An example of this scheme is implemented in a HiggsWidth and is completely general, since all of the three components above are strictly positive. In this example, the POI is CMS_zz4l_mu and the equations for the three components are scaled (separately for the qqH and ggH processes) as,

 self.modelBuilder.factory_( "expr::ggH_s_func(\"@0-sqrt(@0)\", CMS_zz4l_mu)")
 self.modelBuilder.factory_(  "expr::ggH_b_func(\"1-sqrt(@0)\", CMS_zz4l_mu)")
 self.modelBuilder.factory_(  "expr::ggH_sbi_func(\"sqrt(@0)\", CMS_zz4l_mu)")

 self.modelBuilder.factory_( "expr::qqH_s_func(\"@0-sqrt(@0)\", CMS_zz4l_mu)")
 self.modelBuilder.factory_(  "expr::qqH_b_func(\"1-sqrt(@0)\", CMS_zz4l_mu)")
 self.modelBuilder.factory_(  "expr::qqH_sbi_func(\"sqrt(@0)\", CMS_zz4l_mu)")

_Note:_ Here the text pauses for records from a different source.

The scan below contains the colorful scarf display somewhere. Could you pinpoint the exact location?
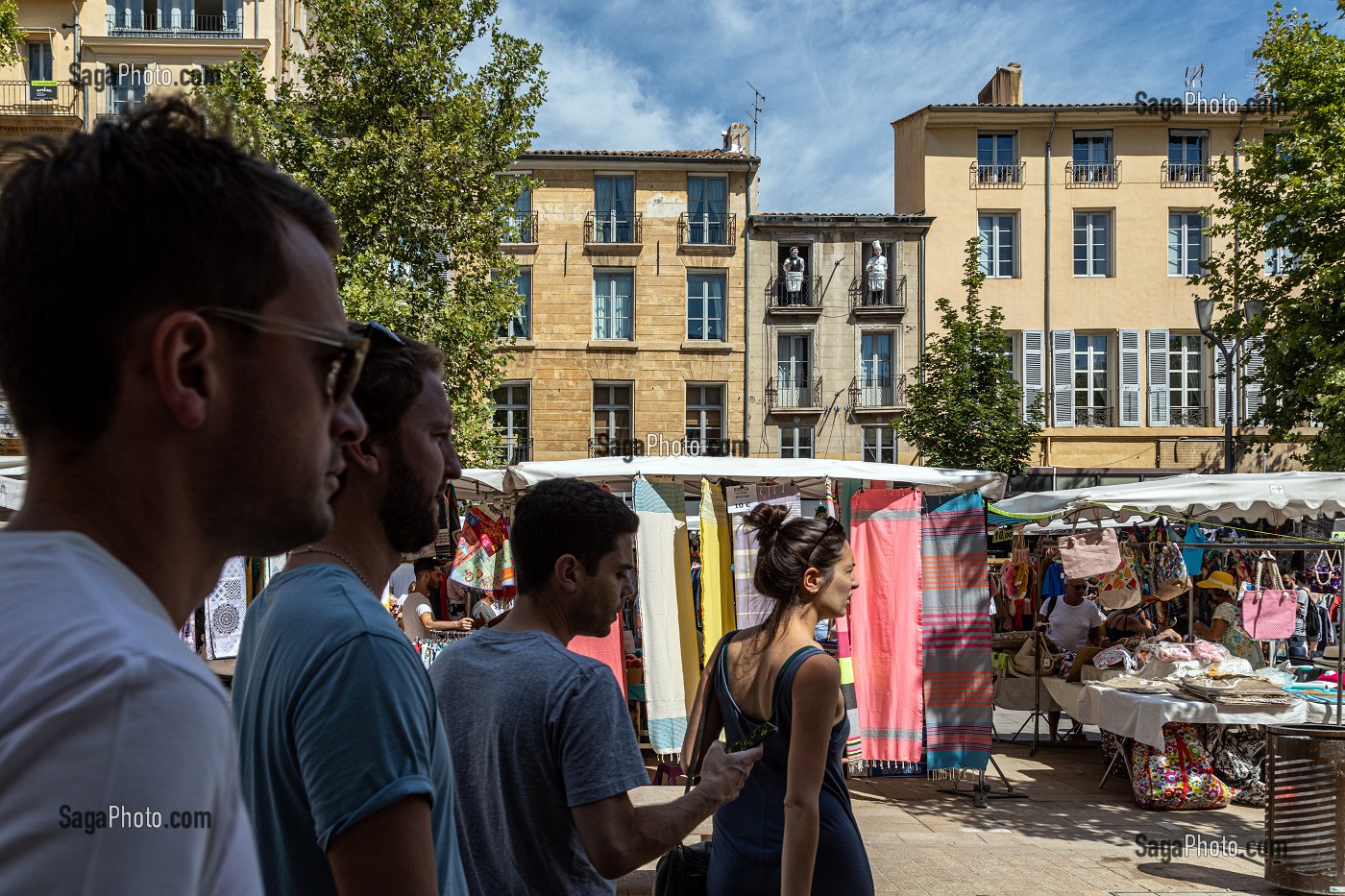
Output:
[635,477,700,755]
[920,493,994,771]
[850,489,925,763]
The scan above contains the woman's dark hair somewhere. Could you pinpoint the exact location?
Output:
[744,504,846,643]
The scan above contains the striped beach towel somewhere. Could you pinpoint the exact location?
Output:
[850,489,925,763]
[635,477,700,755]
[921,493,994,771]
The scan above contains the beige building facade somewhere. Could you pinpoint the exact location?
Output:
[495,125,759,463]
[746,214,932,463]
[893,63,1290,487]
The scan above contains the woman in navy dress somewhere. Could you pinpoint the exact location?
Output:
[683,504,873,896]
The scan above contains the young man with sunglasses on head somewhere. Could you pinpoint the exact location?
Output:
[0,102,366,893]
[234,328,467,896]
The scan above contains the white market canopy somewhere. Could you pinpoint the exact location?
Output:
[991,472,1345,524]
[504,457,1008,500]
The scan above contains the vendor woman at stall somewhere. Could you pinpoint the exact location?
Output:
[1194,569,1265,668]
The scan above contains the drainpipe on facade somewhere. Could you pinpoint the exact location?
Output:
[1041,109,1060,467]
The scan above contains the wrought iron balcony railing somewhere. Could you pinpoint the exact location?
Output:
[108,10,243,37]
[766,275,821,311]
[971,161,1026,190]
[850,374,907,410]
[1065,161,1120,187]
[1160,161,1214,187]
[1075,406,1111,426]
[676,211,739,246]
[766,376,821,413]
[0,81,84,118]
[501,211,537,245]
[584,211,643,246]
[850,273,907,311]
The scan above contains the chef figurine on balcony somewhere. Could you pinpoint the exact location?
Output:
[864,239,888,305]
[780,246,804,305]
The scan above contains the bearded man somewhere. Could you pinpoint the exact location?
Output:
[232,328,467,896]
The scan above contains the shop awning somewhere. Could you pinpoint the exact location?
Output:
[990,472,1345,524]
[505,457,1006,500]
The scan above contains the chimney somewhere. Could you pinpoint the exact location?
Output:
[976,61,1022,107]
[723,121,752,154]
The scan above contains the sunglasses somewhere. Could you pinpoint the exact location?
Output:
[196,305,392,405]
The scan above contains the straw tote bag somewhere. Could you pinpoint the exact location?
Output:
[1241,558,1298,641]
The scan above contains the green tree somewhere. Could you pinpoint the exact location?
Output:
[1191,0,1345,470]
[196,0,546,466]
[893,237,1041,476]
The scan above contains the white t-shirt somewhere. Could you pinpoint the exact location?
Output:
[403,591,434,641]
[0,531,261,895]
[1046,597,1107,650]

Multi-process interference

The above formulation can be extended to multiple parameters of interest (POIs). See AnalyticAnomalousCoupling for an example. However, the computational performance scales quadratically with the number of POIs, and can get extremely expensive for 10 or more, as may be encountered often with EFT analyses. To alleviate this issue, an accelerated interference modeling technique is implemented for template-based analyses via the interferenceModel physics model. In this model, each bin yield \(y\) is parameterized

\[ y(\vec{\mu}) = y_0 (\vec{\mu}^\top M \vec{\mu}) \]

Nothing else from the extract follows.